Co oznacza 99.7%id ?

----------

## SlashBeast

idle, ile procent procesora sie nudzi.

----------

## Xywa

 *SlashBeast wrote:*   

> idle, ile procent procesora sie nudzi.

 

OK, dzięki. Dzisiaj laptop siadł mi podczas normalnej pracy (91 stopni), więc może rzeczywiście wiatrak siadł?
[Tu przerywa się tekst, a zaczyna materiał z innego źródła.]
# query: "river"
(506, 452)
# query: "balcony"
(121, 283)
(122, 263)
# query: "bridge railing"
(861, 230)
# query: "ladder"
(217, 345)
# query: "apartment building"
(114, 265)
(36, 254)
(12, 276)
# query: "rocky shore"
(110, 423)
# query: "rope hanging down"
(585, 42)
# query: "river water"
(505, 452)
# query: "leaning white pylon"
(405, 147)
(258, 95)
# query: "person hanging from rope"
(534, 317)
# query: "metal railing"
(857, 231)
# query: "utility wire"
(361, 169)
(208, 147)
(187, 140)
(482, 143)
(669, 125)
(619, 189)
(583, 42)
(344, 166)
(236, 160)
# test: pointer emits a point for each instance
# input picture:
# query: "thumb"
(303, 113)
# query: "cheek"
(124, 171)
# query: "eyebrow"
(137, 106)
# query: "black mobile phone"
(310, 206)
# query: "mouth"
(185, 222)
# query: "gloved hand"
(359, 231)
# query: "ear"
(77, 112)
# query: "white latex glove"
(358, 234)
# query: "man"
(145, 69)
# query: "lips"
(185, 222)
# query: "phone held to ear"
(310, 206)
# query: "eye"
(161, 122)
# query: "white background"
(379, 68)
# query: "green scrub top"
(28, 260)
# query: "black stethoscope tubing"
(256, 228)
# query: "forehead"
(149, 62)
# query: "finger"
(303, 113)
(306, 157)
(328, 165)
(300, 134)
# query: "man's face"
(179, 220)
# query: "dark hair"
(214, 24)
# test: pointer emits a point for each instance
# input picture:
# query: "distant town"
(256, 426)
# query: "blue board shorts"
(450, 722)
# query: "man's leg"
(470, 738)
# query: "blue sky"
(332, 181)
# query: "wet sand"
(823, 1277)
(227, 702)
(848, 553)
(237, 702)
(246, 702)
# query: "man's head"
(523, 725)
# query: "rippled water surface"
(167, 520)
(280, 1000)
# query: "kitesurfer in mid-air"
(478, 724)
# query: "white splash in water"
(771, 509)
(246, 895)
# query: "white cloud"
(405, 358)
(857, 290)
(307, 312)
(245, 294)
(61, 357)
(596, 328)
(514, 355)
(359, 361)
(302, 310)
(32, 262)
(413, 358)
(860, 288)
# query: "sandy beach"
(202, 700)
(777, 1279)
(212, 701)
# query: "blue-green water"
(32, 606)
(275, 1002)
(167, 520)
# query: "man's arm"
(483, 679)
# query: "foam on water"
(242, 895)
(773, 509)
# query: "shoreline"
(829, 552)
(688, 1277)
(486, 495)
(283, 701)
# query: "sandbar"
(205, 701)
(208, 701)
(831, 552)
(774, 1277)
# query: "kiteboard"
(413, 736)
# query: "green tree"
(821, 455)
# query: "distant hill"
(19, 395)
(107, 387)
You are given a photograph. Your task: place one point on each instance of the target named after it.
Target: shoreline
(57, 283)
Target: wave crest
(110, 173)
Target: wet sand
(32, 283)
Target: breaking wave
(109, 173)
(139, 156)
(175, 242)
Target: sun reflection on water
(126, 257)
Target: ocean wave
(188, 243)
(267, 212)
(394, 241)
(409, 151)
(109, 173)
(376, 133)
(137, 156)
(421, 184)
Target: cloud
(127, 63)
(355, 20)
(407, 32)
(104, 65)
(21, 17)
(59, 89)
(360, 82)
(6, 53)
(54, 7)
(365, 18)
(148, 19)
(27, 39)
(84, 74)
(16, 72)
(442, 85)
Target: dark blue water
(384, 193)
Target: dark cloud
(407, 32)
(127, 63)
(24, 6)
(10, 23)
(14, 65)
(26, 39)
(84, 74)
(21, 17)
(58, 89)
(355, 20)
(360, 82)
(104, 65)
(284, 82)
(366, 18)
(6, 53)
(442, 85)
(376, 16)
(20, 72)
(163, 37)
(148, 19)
Czy ktoś orientuję sie ile kosztuje wymiana witraków w laptopie? Czy mozna to zrobić samemu?

----------

## SlashBeast

Sam szukałem wiatraka do acera siostry, i nie znalazłem. Raczej tutaj wchodzi w gre wymiana wiatraka przez serwis producenta laptopa. Ew. odkrec od dołu obudowe i wyczyść wiatrak, tak sam robiłem.

----------

## Bialy

Kiedys wygooglowalem jak wymienic i zregenerowac samemu wiatrak.

Bylo opisane krok po kroku. Tekst tyczyl sie glownie wiatrakow od zasilaczy, ale byly wzmianki o innych typach.

----------

## Xywa

 *SlashBeast wrote:*   

> Sam szukałem wiatraka do acera siostry, i nie znalazłem. Raczej tutaj wchodzi w gre wymiana wiatraka przez serwis producenta laptopa. Ew. odkrec od dołu obudowe i wyczyść wiatrak, tak sam robiłem.

 

Zdeterminowany, nie chcąc czekać na serwis, rozkręciłem całość (choć już wiem że do wiatraków wystarczy tylko część), przedmuchałem, odkurzyłem odkurzaczem, skręciłem i....

Na początku wydawało mi się że nie działa jeden wiatrak, bo laptop był bezgłośny. Później myśląc że jest zimny włączyłem rekompilacje systemu...

Okazało się że chodzą dwa wiatraki, system kompiluje się ponad godzine, a laptop dalej bezgłośny - chyba że jest jeszcze jakiś wiatrak (np. na karcie graficznej). Sprawdze na gierkach pod XP.

----------